If statistics alone are the judge, then the staggering 800,000 to one million refugees who are expected to apply for asylum in Germany this year have put the country streets ahead of all its neighbours in the EU’s response to the worst refugee crisis to hit Europe since the Second World War.
But even in Germany, where Chancellor Angela Merkel has insisted that the nation is well equipped to meet the refugee crisis, not everything is perfect. While across the rest of the European Union, the reaction has been decidedly chequered.
Germany continues to be plagued by far-right attacks on refugee accommodation and police say there have been at least 200 such incidents this year alone. Asylum-seekers’ homes have been torched or surrounded by mobs of local residents and right-wingers screaming “filth out”.
The latest suspected firebomb attack was on a refugee home in Heppenheim in the west of Germany on 3 September, in which several refugees were hurt and one seriously injured after being forced to jump out of a second-floor window. Meanwhile, the country is braced for a huge new influx of some 14,000 refugees over the coming days.
A newly-published survey has shown that the country is divided. While 36 per cent of people in the former West Germany fear the consequences of the refugee influx, in the former communist East Germany, 46 per cent said they were worried or felt threatened.
Across the rest of Europe, Sweden appears to be the only EU country with a majority positively disposed towards foreign non-EU immigration. Between 71 and 77 per cent approve, according to a recent Eurostat survey. At the bottom of the list come Italy, the Czech Republic, Slovakia, Estonia and Latvia where only between 15 and 21 per cent welcome immigrants.
They are followed closely by Hungary, Bulgaria and Greece, where between 22 and 28 per cent of the population is positive towards non-EU immigration. Anti-foreigner sentiment in these countries may explain why their governments adopt a similarly hard line and have resolutely refused to accept the idea of refugee quotas.
Robert Fico, Slovakia’s Prime Minister, recently echoed his Hungarian counterpart, Viktor Orban, by insisting that his country was a “Christian” nation which did not want to accept Muslim refugees. In the most heavily populated EU member-states including Britain, Ireland France, Spain, and Belgium, a range of between 49 and 29 per cent have a positive view of non-EU immigration.

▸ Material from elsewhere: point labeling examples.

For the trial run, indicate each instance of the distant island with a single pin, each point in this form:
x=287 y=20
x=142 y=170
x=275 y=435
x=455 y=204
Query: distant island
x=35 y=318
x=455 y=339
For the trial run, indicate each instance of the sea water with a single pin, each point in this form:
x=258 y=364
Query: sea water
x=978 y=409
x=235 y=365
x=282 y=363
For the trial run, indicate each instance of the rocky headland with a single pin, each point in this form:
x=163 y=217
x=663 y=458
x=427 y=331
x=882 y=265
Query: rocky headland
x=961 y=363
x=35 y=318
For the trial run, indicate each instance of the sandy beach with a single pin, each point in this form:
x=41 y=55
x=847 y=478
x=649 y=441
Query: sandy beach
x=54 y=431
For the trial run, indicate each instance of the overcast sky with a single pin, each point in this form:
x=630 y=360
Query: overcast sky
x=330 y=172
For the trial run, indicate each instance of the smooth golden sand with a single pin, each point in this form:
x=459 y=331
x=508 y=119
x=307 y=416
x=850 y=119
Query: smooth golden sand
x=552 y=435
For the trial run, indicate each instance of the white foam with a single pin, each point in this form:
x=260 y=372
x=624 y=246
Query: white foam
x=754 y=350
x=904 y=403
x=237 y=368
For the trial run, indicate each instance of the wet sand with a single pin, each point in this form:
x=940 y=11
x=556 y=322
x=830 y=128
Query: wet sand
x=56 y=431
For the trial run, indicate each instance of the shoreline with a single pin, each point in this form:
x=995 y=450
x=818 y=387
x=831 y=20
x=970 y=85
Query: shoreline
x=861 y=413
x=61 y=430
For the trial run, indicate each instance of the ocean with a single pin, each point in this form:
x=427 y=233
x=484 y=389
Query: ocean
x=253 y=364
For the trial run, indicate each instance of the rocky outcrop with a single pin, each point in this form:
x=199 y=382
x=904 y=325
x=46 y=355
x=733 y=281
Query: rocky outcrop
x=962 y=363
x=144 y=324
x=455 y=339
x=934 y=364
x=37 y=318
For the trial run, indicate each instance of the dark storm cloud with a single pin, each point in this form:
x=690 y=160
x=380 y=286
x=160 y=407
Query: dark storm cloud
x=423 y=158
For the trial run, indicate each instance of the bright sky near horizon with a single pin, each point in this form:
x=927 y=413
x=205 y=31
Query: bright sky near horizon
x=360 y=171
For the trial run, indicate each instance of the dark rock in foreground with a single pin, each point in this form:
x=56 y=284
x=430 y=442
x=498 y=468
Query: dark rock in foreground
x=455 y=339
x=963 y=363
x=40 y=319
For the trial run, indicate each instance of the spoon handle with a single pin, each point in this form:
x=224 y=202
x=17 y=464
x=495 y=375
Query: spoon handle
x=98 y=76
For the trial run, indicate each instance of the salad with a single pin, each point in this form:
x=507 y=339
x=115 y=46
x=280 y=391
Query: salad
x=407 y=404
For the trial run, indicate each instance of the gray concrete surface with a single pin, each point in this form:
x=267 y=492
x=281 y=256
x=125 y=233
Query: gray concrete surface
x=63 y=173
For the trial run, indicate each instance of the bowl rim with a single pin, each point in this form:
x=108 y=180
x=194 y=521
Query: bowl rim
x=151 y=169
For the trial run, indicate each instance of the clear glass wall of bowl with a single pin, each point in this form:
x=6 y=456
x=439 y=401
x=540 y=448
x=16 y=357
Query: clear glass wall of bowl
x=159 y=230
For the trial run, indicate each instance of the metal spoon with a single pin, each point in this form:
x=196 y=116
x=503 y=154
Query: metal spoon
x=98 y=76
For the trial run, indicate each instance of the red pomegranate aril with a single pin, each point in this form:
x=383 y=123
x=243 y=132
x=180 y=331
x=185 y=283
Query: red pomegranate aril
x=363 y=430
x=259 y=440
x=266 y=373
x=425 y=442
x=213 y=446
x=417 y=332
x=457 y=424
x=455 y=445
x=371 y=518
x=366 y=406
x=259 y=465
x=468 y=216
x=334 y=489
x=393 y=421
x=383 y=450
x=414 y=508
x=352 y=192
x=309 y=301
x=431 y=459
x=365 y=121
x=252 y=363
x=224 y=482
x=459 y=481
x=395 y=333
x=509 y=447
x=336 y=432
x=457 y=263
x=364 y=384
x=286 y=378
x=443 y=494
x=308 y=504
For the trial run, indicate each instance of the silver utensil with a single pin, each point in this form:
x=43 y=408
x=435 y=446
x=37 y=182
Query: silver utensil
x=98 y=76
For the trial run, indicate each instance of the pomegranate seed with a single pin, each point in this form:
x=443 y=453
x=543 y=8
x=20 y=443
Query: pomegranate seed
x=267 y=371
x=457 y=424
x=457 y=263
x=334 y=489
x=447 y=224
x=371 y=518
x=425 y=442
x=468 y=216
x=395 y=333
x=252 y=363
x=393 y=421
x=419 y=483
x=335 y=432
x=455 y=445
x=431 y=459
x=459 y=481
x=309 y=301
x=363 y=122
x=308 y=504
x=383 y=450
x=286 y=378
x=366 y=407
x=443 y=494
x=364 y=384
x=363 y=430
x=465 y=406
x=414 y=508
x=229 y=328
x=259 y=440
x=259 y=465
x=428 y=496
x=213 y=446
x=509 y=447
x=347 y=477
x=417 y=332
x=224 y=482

Eurostat statistics for the beginning of the current crisis give the number of first-time asylum application throughout the EU during the first quarter of 2015.
Germany, as expected, registered 73,000 applications during that period which accounted for up 40 per cent of the total - half of which were made up of Syrians, Afghans and Kosovars. That was followed by Hungary which, despite the hardline attitude of its government, accepted 32,000 new applications, 13 times the amount for the same period last year. Italy came third with 15,300 applications, followed by France with 14,800 and Sweden with 11,400 applications. Austria registered 6,200, while Britain took seventh place with 7,330 applications.
Spain, Portugal and the EU’s Eastern European members, with the exception of Hungary, were all towards the bottom of the list.
With no end to the crisis in sight, the EU is under mounting pressure to come up with a refugee distribution system that will enable Europe to shoulder the influx more fairly. The Commission President Jean-Claude Juncker is reported to be considering fines for EU countries which refuse to take part.